Triptyque granitique, sur fond gris.
Voilà la coque et la voile - entrouverte,
La croix et l'ancre - fermées à cette heure crépusculaire,
Et, pour sûr, la raison de tout cela - ouverte à tous vents.

vendredi 6 août 2010

Klaus le breton

Les côtes sont, là-bas, venteuses et de rocs découpées, et les cieux sans cesse changent au gré des heures. On y a bâti de basses maisons de pierre, aux toits sombres et pentus, pour s'y calfeutrer lors des saisons mauvaises, qui semblent fort longues au voyageur du sud.

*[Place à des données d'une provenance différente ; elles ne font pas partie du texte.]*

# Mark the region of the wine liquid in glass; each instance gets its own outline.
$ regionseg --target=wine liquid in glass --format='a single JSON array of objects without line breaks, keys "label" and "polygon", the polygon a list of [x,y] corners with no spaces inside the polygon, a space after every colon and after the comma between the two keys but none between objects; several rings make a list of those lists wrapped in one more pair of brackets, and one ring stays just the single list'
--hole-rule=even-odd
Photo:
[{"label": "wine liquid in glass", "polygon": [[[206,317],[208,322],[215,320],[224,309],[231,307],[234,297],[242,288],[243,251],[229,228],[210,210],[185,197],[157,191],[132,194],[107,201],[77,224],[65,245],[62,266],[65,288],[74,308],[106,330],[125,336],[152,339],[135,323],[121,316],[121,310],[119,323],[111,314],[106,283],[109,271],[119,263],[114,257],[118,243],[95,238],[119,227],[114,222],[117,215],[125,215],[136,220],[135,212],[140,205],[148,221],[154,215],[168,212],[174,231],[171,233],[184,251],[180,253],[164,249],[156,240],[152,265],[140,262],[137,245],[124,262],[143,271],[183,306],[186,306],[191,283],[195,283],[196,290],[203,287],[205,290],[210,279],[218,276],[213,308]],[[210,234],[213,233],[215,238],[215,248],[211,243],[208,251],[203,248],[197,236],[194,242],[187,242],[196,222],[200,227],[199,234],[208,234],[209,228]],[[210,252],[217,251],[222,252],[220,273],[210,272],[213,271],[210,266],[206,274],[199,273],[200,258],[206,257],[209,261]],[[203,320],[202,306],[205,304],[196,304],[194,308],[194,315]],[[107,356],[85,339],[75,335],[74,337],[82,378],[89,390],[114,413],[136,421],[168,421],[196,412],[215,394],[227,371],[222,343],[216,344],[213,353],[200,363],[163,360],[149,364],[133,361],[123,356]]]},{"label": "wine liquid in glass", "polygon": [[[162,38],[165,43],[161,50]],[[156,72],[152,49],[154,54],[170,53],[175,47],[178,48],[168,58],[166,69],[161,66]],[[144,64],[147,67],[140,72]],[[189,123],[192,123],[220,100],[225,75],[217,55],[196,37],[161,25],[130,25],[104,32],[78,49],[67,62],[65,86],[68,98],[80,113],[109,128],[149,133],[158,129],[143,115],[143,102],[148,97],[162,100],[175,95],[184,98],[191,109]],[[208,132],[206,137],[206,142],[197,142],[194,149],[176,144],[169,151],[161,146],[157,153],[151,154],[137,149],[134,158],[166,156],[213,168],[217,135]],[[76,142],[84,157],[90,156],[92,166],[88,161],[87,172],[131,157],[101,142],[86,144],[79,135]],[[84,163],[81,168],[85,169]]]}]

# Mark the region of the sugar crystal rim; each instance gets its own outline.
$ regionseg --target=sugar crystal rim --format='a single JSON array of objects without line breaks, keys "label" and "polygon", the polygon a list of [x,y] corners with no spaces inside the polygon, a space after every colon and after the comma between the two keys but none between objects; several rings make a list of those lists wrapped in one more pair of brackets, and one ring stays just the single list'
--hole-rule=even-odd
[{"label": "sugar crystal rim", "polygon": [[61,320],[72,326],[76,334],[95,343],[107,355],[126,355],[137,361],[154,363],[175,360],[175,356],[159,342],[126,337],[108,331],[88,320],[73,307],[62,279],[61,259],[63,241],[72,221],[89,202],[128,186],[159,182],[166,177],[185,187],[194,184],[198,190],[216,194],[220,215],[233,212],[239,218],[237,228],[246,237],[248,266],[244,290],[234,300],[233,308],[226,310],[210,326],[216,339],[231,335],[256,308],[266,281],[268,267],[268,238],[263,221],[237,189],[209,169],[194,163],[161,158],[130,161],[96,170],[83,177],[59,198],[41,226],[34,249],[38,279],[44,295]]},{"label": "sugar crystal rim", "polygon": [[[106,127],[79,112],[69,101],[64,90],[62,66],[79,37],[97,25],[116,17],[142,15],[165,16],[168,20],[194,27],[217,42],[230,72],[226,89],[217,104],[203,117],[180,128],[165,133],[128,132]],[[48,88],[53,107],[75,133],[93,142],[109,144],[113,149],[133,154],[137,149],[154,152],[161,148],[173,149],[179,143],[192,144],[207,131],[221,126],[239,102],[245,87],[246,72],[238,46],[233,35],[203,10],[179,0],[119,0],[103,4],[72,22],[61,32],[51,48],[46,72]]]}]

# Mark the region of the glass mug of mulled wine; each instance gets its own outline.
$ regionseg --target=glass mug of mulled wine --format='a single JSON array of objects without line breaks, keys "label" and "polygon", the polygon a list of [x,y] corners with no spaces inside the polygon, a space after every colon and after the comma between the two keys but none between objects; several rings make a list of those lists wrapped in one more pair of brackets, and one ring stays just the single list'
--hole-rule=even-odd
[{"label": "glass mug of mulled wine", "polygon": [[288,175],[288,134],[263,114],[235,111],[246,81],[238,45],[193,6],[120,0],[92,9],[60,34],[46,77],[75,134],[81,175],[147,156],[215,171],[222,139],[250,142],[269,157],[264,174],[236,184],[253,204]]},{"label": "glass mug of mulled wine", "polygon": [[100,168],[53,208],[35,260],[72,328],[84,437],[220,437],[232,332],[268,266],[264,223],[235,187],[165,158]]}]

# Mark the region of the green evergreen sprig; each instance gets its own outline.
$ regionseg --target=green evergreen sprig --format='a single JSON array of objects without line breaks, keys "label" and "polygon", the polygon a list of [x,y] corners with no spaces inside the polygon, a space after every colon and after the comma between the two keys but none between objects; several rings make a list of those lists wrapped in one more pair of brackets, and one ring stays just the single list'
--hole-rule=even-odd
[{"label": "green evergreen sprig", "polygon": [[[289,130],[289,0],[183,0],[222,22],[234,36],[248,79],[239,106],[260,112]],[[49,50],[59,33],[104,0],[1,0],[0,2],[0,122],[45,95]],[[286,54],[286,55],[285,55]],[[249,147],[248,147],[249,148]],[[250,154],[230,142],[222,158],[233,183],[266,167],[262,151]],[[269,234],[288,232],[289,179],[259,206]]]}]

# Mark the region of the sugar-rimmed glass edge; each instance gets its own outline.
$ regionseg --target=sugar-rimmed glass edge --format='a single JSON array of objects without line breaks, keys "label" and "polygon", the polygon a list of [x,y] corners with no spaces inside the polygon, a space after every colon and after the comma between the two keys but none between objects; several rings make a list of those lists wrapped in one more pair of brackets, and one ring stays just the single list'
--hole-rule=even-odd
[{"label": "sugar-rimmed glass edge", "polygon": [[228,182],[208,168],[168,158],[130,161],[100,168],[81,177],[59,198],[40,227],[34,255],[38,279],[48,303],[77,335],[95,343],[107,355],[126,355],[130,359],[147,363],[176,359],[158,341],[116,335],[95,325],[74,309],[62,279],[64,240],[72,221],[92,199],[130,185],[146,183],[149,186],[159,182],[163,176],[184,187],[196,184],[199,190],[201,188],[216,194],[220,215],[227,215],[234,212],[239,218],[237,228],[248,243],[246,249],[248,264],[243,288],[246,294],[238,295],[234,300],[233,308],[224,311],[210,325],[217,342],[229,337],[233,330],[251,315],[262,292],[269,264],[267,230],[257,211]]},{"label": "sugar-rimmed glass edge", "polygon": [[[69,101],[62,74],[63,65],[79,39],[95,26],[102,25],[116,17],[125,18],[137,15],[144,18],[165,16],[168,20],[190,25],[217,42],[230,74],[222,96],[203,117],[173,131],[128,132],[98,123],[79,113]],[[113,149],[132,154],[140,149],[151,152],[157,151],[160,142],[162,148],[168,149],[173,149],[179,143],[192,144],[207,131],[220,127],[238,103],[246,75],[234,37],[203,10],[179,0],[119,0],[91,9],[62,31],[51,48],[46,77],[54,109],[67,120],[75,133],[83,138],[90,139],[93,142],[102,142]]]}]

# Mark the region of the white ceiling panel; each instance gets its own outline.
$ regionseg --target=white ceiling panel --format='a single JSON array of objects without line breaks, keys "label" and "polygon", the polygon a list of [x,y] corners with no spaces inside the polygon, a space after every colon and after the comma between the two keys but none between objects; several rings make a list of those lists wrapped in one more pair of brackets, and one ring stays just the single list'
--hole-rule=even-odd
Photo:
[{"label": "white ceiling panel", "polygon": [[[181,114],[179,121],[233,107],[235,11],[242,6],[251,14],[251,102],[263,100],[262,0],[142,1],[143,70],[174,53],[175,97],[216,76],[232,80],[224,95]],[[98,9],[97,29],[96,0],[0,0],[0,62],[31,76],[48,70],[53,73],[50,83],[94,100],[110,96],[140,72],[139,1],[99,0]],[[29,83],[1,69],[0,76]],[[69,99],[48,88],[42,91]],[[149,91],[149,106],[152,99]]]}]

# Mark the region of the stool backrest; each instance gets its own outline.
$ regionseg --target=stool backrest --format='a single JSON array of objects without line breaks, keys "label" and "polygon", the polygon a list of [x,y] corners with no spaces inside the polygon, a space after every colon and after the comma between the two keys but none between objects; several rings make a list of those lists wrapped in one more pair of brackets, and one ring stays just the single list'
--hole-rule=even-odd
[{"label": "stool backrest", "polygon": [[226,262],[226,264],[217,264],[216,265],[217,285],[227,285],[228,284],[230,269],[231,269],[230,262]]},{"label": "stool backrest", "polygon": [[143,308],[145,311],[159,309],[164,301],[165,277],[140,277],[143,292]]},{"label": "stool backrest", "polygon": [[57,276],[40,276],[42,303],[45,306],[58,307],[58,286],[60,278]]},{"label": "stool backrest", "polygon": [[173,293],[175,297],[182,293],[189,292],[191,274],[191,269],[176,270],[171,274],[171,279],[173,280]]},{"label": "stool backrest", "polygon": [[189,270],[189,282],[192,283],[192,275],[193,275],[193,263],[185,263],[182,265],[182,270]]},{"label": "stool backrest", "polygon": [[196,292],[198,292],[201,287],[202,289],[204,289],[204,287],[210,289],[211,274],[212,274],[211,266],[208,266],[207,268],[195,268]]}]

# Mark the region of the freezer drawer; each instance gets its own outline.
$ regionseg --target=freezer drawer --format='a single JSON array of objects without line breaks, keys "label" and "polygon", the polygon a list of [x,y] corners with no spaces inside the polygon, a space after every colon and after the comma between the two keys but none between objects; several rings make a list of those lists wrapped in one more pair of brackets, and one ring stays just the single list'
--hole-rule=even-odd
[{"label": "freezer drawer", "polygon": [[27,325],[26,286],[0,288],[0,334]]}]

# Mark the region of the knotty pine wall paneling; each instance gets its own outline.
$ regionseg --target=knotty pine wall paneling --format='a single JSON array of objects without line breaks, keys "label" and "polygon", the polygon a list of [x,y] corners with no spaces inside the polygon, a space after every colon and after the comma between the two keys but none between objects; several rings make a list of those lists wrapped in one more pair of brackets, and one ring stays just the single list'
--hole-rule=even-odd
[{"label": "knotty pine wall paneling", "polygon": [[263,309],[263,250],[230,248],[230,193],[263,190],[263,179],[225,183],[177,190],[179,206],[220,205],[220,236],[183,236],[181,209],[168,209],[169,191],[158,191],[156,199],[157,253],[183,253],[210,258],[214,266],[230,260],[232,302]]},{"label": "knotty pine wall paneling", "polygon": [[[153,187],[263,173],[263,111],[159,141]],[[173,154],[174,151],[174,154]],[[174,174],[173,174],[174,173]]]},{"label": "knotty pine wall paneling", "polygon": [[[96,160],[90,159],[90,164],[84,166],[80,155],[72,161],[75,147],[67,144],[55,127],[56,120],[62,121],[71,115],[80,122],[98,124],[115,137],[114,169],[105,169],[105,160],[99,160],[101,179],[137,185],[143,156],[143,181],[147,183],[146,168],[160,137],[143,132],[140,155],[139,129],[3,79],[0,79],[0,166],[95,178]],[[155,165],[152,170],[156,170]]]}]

On y pêche toujours, bien sûr, et la mer est fertile. Et puisque l'on s'aventure sur les eaux tumultueuses de l'océan, on prie Saint Nicolas, qui a donc fort à faire. Saint patron de moult gens : les écoliers, les étudiants, les enseignants, les hommes et femmes souffrant de stérilité, les célibataires, les vitriers, les bouchers, les voyageurs et les marins, le voilà invoqué aux quatre coins des terres, et même jusque là, à Kerners, où sa chapelle grise et bien assise nargue les airs du large.

dimanche 1 août 2010

Le chemin des dames

Champs, contre-champs.
Chacun son camp.

Lui a pris les blancs,
Comme souvent,
Et comme souvent s'en va au bout du champs,
Et commence, et comment !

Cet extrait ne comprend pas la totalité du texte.